La gemela argentina, una niña de 12 años, que sobrevivió tras caer de un tercer piso en la ciudad de Barcelona abrió los ojos al escuchar la voz de su padre, según contó el abuelo de la menor.
"Movió los párpados cuando escuchó la voz del padre", dijo Gustavo Lima, el abuelo de las gemelas, y agregó: "Leila está luchando por su vida. La van a volver a dormir porque tiene la mandíbula quebrada. Es alentador, pero todavía queda mucho por recorrer".
La menor permanece internada desde el pasado martes en el Hospital Parc Taulí de la ciudad de Sabadell, cuando junto a Alana, quien se encontraba en un proceso de transición de identidad de género y pedía ser nombrada como Iván, decidieron quitarse la vida y arrojarse al vacío desde un balcón.
En declaraciones radiales, y antes de partir hacia España al reencontrarse con su hijo, Lima comentó: "No la podían mover el día anterior porque tenían miedo, tenía muy tomado el pulmón. Tuvo una mejoría y van a tratar de despertarla para poder hacer las curaciones. Tiene la mandíbula quebrada y es lo primero que quieren curar".

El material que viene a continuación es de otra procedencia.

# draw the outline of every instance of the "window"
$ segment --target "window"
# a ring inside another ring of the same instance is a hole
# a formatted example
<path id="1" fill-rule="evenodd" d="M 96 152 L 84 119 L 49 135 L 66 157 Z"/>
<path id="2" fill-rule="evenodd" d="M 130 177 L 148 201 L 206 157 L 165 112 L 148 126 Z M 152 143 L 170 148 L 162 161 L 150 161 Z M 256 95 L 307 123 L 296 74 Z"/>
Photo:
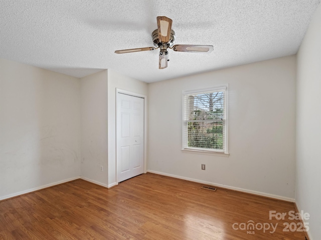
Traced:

Además, el abuelo de la menor contó que sufrían un fuerte acoso escolar: "El bullying empezó porque eran argentinas, tenían acento argentino. Y eso se agravó cuando Alana quiso llamarse Iván y vestirse como varón. Fue eso, literal".
Luego de lo ocurrido, en el domicilio de la familia se encontraron dos cartas escritas y dos sillas que habrían podido utilizar para tirarse, por lo que se sospecha que podría haberse tratado de un suicidio colectivo, aunque por el momento esa hipótesis no fue confirmada de manera oficial.
Leila, la menor que sobrevivió, expresó en su carta que "acompañaría" a su hermana y que actuaba "en solidaridad". "Estoy cansada de que me hagan bullying en la escuela, no lo soporto. Yo quiero ser feliz, pero evidentemente yo esto lo voy a sufrir el resto de mi vida y tomé la decisión de no seguir", habría escrito Alana.
El hombre contó también que en su carta pedía perdón y confesaba que "había tomado esa decisión porque no soportaba el bullying que sufría por su decisión de llamarse Iván y de ser transgénero. Decía que no soportaba más y que se quería ir de este mundo".
"En lugar de decirle Iván la llamaban Ivana. No pudo superar el bullying. Ella quería ser feliz y sintió que si no podía ser feliz de chiquita, tampoco iba a poder de grande", dijo su abuelo.